Open zhaoawen opened 6 months ago
Tried a lot of methods, did not get a good solution, hard to help me take a look. Thank you @mrokuss
If I use nnunetv2-2.3.1 version of the code is able to train the data normally, for now I use the old version first to solve my problem, if you have time to look hard why the new version is not supported.
i have same question,how to solve?
Hey @zhaoawen
As a first guess, this looks rather like a torch import problem to me than an issue with nnUNet. Could you try updating torch to the newest version or start with a completely new and up to date environment and then run again with the newest nnunet version?
Best,
Max
I'm getting the same error using the most up to date nnUNet. I did a clean env install of the most up to date pytorch with cuda 12.1 and also followed suggestions on (https://github.com/MIC-DKFZ/batchgenerators/issues/23). I get the exact same error reported above.
I could solve this issue by installing triton separately (i.e. by doing pip install triton
)
Hey @zhaoawen
As a first guess, this looks rather like a torch import problem to me than an issue with nnUNet. Could you try updating torch to the newest version or start with a completely new and up to date environment and then run again with the newest nnunet version?
Best,
Max I ran into the same problem, and it worked fine on older versions, but the latest version showed triton was not installed, but I couldn't install triton on windows
Hey! I encountered a very similar issue-- my Triton error message said : _"torch.dynamo.exc.BackendCompilerFailed: backend='inductor' raised: RuntimeError: Triton Error [CUDA]: device kernel image is invalid" I verified that I could connect and use CUDA but was still receiving this message.

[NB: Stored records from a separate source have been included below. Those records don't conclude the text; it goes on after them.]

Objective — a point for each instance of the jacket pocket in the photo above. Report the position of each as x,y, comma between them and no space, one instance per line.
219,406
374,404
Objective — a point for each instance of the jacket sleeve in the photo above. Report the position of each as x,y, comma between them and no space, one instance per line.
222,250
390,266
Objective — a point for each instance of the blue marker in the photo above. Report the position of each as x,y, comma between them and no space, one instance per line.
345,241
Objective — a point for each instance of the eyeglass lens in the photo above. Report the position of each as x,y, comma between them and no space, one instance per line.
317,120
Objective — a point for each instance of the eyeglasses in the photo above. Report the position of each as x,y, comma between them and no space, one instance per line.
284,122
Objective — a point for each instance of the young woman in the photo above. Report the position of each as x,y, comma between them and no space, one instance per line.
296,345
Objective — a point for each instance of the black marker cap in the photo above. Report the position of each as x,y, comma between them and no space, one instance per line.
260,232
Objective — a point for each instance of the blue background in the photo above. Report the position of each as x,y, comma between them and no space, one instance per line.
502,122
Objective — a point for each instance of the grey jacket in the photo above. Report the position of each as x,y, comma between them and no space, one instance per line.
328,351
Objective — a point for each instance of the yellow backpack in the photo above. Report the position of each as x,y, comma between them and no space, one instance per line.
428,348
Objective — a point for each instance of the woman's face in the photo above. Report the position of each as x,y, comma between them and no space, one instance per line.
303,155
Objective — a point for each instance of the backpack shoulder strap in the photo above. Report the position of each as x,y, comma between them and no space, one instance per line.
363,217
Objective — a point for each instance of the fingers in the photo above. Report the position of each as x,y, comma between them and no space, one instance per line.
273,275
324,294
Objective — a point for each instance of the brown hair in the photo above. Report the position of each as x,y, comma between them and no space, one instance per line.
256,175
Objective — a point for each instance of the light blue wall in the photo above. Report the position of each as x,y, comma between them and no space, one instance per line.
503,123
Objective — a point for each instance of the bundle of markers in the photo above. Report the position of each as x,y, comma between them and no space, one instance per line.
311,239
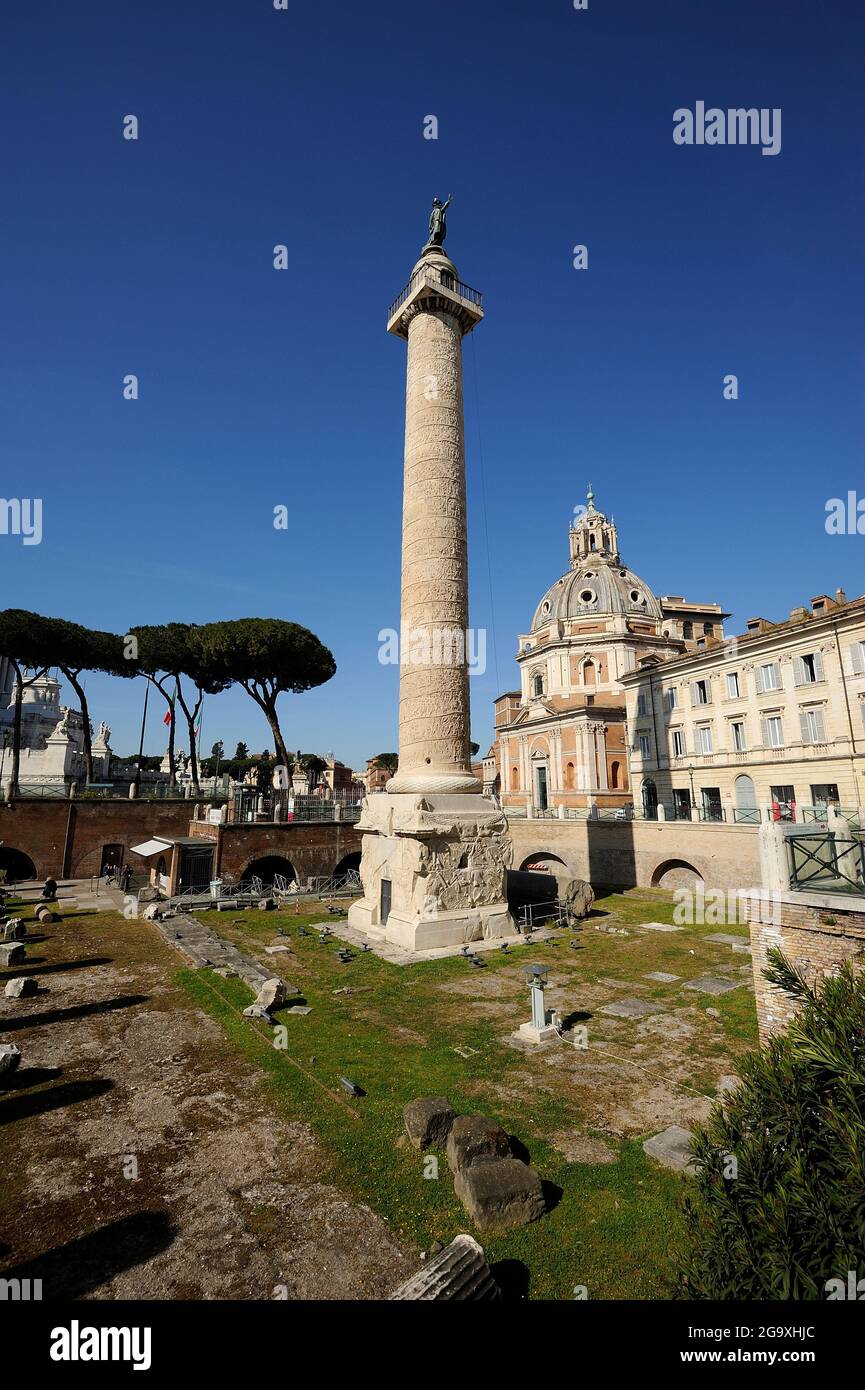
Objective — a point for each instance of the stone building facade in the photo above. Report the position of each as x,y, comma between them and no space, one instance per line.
561,738
766,724
52,734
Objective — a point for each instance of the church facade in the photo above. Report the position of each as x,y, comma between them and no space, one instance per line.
52,736
561,740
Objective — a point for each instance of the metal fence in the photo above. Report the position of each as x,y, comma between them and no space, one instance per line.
249,805
544,913
823,861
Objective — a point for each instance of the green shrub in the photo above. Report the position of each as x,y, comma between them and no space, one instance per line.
779,1201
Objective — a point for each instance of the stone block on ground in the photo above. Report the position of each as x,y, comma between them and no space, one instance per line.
579,895
10,1057
711,984
20,987
273,993
473,1137
429,1121
499,1193
672,1148
256,1011
458,1272
630,1008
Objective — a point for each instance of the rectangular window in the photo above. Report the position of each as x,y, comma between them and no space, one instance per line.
783,802
768,677
812,724
823,794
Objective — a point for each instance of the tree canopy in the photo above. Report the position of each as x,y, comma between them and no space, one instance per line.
267,658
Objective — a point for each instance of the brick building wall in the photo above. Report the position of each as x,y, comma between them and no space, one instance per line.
815,937
64,838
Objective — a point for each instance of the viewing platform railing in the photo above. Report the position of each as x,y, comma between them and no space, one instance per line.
431,275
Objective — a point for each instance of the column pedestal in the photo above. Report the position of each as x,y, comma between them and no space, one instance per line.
433,870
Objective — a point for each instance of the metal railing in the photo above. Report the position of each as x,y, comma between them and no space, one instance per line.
431,275
323,886
249,805
826,862
821,813
543,913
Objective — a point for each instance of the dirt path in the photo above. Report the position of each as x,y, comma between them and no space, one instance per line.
139,1155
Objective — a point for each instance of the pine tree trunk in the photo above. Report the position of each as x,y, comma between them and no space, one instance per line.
13,783
278,741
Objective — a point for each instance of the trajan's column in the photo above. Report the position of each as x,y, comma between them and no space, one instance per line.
435,851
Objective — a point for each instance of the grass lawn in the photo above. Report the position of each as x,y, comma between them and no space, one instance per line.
440,1029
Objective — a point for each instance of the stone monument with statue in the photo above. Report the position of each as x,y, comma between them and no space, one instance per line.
435,852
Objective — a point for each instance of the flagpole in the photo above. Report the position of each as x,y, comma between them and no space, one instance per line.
141,742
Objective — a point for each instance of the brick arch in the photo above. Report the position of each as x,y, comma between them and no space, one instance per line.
266,866
552,862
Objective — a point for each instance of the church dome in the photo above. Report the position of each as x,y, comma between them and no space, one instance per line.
597,584
597,590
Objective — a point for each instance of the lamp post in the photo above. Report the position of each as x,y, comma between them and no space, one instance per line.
541,1026
3,747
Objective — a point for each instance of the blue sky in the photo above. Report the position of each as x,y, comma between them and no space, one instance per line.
263,388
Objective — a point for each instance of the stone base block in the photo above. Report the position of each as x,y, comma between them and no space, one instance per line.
531,1034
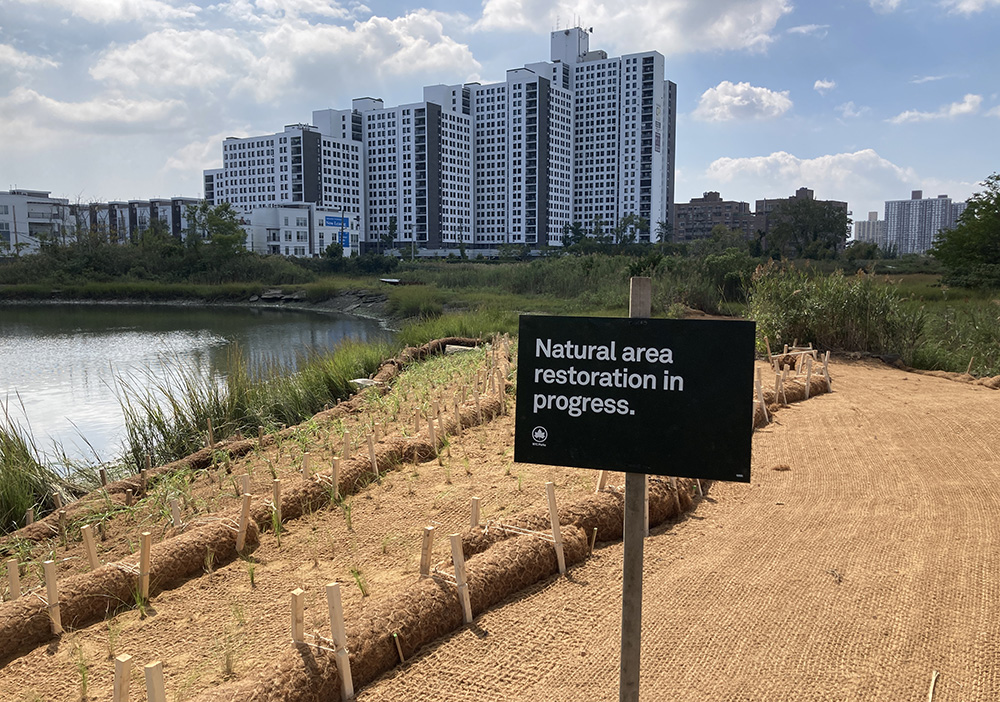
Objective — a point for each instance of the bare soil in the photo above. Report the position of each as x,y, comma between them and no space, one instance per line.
861,558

I followed zhaoawen's advice and uninstalled the latest version nnUnet and installed nnUNetv2-2.3.1 and it worked! So far my model is training (fingers crossed it stays that way).
git clone https://github.com/MIC-DKFZ/nnUNet.git cd nnUNet git checkout tags/v2.3.1 -b version-2.3.1-branch
installed nnUNetv2-2.3.1,can solve
As with above issues, the problem occurs with my nnUNet version 2.5. Previous versions of my nnUNet project that are running separately from the new nnUNet installation are running on version 2.3.1. These are running on identical servers and are still running fine.
hey @naga-karthik
I could solve this issue by installing triton separately (i.e. by doing pip install triton)
Sadly this does not work for windows, as triton is only supported on linux.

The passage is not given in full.